Sinopsis Rama Shinta MNCTV episode 192 - Episode dimulai dengan Singhinika akan melenyapkan Shinta. Shinta bergerak mundur. Singhinika melangkah maju dan tersenyum. Devi Parvati gelisah dan mengatakan cukup, tidak lagi, setiap orang memiliki batas, berapa lama Shinta bisa menanggung ini, saya akan pergi ke Shinta saya. Mahadev mengatakan, menunggu Parvati, waktu itu belum tiba. Singhinika hendak memukul Shinta. Shinta menutup matanya. Raavan mengikat Singhinika dengan tali magis. Shinta membuka mata dan melihat ini. Singhinika mematahkan tali dan terbebas.
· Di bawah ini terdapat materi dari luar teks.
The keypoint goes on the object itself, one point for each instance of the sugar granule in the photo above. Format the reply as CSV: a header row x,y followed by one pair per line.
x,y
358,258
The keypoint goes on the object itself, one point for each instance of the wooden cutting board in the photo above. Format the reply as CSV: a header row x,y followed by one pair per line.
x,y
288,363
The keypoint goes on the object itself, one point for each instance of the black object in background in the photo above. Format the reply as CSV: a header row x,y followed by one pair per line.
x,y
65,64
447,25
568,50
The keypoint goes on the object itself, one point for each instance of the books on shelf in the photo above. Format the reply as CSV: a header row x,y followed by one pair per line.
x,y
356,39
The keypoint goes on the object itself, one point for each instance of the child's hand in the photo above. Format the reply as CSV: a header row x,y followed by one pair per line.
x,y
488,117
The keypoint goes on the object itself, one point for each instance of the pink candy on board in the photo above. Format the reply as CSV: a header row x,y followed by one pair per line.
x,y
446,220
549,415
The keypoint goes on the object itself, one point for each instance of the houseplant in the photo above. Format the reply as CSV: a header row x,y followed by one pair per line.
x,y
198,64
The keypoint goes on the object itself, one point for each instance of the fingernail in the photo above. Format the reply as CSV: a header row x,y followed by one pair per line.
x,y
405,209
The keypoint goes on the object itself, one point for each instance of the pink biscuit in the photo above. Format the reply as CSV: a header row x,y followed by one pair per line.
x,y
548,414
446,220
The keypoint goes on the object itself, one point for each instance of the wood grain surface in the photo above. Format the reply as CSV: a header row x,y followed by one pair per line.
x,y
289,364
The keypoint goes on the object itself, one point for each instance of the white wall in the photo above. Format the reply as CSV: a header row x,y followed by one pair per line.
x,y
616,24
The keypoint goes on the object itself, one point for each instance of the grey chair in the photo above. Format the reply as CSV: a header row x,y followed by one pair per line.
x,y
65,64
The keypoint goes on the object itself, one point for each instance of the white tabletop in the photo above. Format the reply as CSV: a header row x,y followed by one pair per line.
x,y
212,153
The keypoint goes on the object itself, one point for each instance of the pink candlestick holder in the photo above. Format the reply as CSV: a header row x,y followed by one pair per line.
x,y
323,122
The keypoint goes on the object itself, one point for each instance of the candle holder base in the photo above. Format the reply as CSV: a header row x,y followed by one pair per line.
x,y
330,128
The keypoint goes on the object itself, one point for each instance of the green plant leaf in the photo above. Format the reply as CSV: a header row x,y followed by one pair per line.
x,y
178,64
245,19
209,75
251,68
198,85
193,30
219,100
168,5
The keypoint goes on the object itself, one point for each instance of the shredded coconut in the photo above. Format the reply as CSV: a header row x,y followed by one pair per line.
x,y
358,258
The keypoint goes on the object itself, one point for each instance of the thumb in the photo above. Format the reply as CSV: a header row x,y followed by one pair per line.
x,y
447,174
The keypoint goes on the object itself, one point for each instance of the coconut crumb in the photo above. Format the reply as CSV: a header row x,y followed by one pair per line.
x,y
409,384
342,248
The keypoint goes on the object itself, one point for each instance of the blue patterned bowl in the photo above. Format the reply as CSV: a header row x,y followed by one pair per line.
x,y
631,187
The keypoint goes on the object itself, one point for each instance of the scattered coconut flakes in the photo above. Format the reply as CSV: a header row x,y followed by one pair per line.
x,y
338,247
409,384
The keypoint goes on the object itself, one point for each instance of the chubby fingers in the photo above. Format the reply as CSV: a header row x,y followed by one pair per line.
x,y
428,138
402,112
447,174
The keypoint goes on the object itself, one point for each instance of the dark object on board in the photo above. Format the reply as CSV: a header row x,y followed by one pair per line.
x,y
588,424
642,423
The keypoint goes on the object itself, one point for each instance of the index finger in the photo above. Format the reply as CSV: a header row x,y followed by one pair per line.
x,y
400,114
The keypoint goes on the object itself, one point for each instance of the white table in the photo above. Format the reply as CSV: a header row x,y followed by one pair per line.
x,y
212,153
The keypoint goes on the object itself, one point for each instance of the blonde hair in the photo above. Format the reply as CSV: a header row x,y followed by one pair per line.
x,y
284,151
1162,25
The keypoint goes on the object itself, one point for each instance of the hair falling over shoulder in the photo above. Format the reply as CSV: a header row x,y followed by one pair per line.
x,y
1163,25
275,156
Raavan menatapnya. Dia meminta Anda memiliki hal lain untuk mengendalikan saya. Dia menggunakan kekuatannya dan mengirim seekor ular untuk mengikat Singhinika. Dia terluka dan bilang beri aku kematian Lankesh, kenapa kamu menunggu? Dia bilang karena kamu bisa berguna buat saya. Parvati mengatakan melihat Devi Shinta sedang bermasalah, Anda harus melakukan sesuatu. Mahadev mengatakan tidak sekarang Parvati. Shinta pingsan dan terjatuh.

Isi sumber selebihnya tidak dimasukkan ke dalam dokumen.